The Heart Never Forgets
by Louise Gallagher

There was a time,
when your words and the things you did made me laugh
a time when your smile felt gentle on my heart
like warm spring rain after a harsh winter.

And then there are those times
when your words pierced my skin
slicing as sharp as a dagger to an apple’s core
leaving my heart exposed to the harsh cold winds of your anger.

There was a time.

Those times are all gone now
ended when your life careened, out of control
like a bullet racing steadily towards its target
on the road to forever gone.

I would take them all back
the good times and the bad
the laughter and the fights
I would take them all back to have you here again.

But there is no going back on death
No rewinding of time to get back those long-ago days.
There is only this time, flowing ever onward, relentlessly
carrying me towards the day when I too shall be, forever gone.

There will come a time when I will meet you there
on the road to forever gone. And when we meet, you will smile
and the past will be forgotten and our hearts will remember only
that which the heart never forgets, Love.

___________________

Perhaps it is that my brother loved to have a big fuss made about his birthday, at least until he started seeing signs of what he didn’t want to see, getting older.

Or perhaps it is that his passing was St. Patrick’s Day and I am wary of mixing laughter and good-times with the day he entered the realm of the ‘forever gone’.

Or perhaps, it is that his death along with the death of his wife, Ros who died in the same crash, was such a trauma-filled time, a time of grief and anger, of broken hearts leading to a broken family circle.

Whatever the reason, it is always on the day of his birth that his memory is strongest. A day I was not there for because, as I always liked to remind him, he was much older than me.

It is hard to imagine my brother at 72, which he would have been today. His memories are frozen in time, his face captured in photographs that ended on that day in March when time stopped moving forward for him, and we began the journey of learning to move on without him.

It was just before his 49th birthday. My sisters and I used to joke that George wouldn’t have enjoyed his 50th. It was too clear a delineation between younger days and older ones to come. He would not have liked the reminders that would have tumbled in on waves of love and laughter from his family and many, many friends. But we would all have loved the opportunity to get back at him for the countless pranks and jokes he had played on all of us.

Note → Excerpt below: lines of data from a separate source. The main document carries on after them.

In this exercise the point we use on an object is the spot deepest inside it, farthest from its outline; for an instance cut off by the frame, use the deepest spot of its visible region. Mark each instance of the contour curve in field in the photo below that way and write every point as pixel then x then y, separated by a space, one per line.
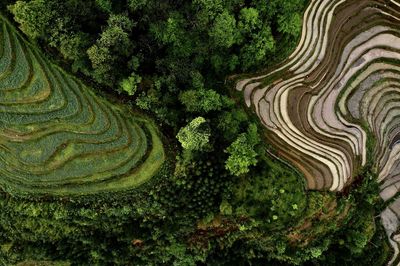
pixel 336 96
pixel 58 138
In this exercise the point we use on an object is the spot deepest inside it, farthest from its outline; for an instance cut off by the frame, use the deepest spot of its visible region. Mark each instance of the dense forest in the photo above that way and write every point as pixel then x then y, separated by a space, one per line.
pixel 222 196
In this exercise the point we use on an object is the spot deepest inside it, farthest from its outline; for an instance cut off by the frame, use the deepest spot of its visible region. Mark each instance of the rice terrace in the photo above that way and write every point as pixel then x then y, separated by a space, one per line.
pixel 158 132
pixel 333 106
pixel 57 137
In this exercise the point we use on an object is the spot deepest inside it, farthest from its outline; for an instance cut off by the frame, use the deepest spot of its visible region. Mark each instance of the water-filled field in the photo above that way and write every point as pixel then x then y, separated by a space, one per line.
pixel 58 138
pixel 334 106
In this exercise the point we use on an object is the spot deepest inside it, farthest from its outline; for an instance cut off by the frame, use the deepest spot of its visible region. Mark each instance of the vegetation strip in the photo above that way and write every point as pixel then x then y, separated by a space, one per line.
pixel 337 91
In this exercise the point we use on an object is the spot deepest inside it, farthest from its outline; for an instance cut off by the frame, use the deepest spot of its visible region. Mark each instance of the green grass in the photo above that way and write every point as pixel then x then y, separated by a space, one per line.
pixel 57 137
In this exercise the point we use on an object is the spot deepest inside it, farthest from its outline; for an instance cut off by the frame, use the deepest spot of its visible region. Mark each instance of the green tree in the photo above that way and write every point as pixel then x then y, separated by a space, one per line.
pixel 241 152
pixel 224 32
pixel 203 100
pixel 111 49
pixel 129 85
pixel 195 136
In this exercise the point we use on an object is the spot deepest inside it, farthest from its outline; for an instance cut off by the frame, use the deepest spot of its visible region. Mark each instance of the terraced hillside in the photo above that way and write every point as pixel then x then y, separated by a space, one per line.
pixel 333 106
pixel 58 138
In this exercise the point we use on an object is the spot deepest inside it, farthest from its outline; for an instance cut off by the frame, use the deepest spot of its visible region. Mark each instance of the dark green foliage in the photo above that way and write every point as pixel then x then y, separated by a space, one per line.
pixel 195 136
pixel 171 58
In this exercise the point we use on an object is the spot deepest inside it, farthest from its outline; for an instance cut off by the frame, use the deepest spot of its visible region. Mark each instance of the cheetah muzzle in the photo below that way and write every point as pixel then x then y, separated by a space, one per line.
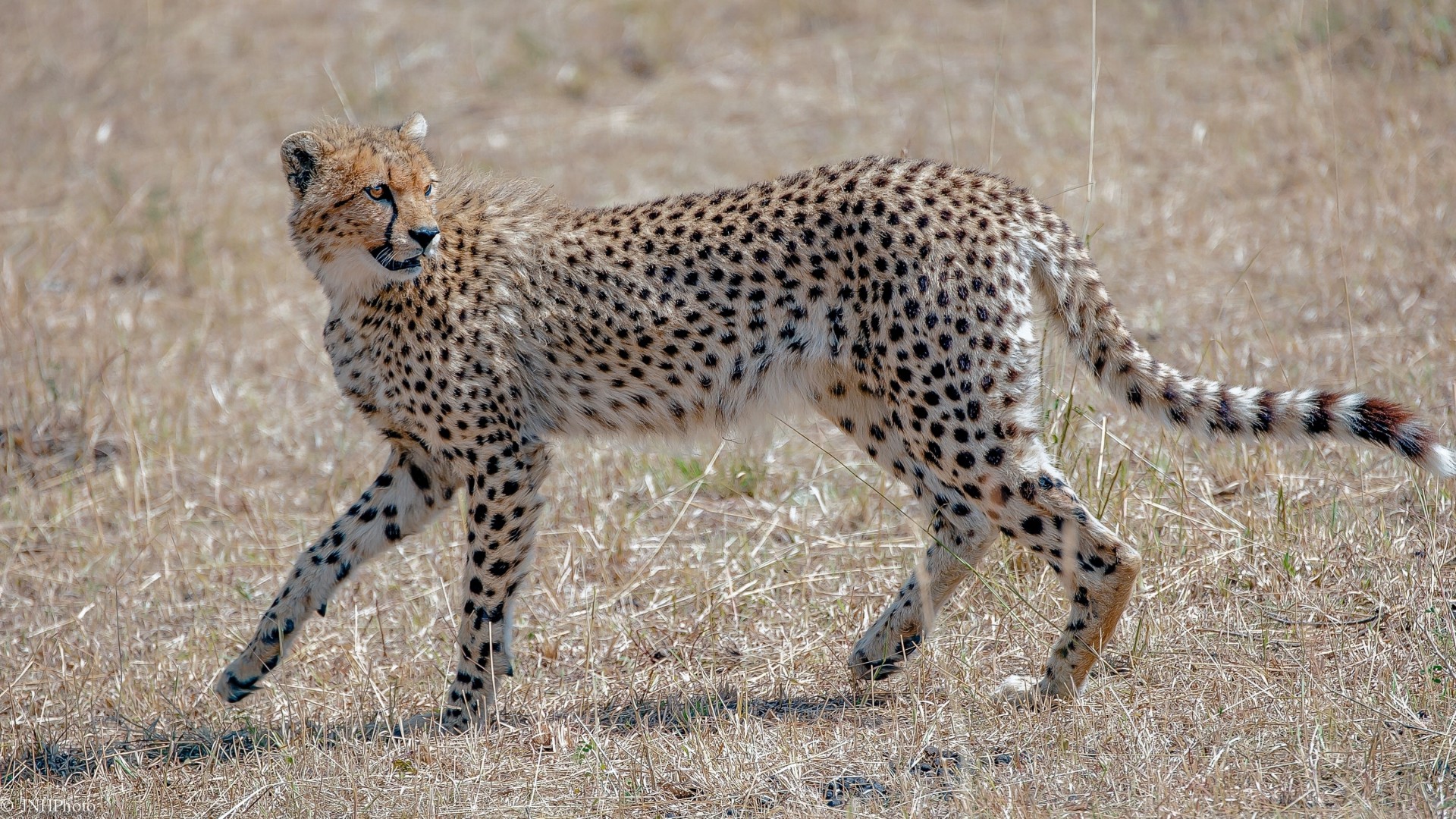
pixel 896 297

It would have been my brother’s 72nd birthday today.

He is forever gone, as is the past. Today, my heart only remembers him with that which the heart never forgets, Love.

 

8 thoughts on “The Heart Never Forgets

  1. So sorry for your loss. It’s always a hole in heart that once mainly sealed up again still has drainage spots like certain days, smells or activities. Take care of yourself as you grieve for him and your mother.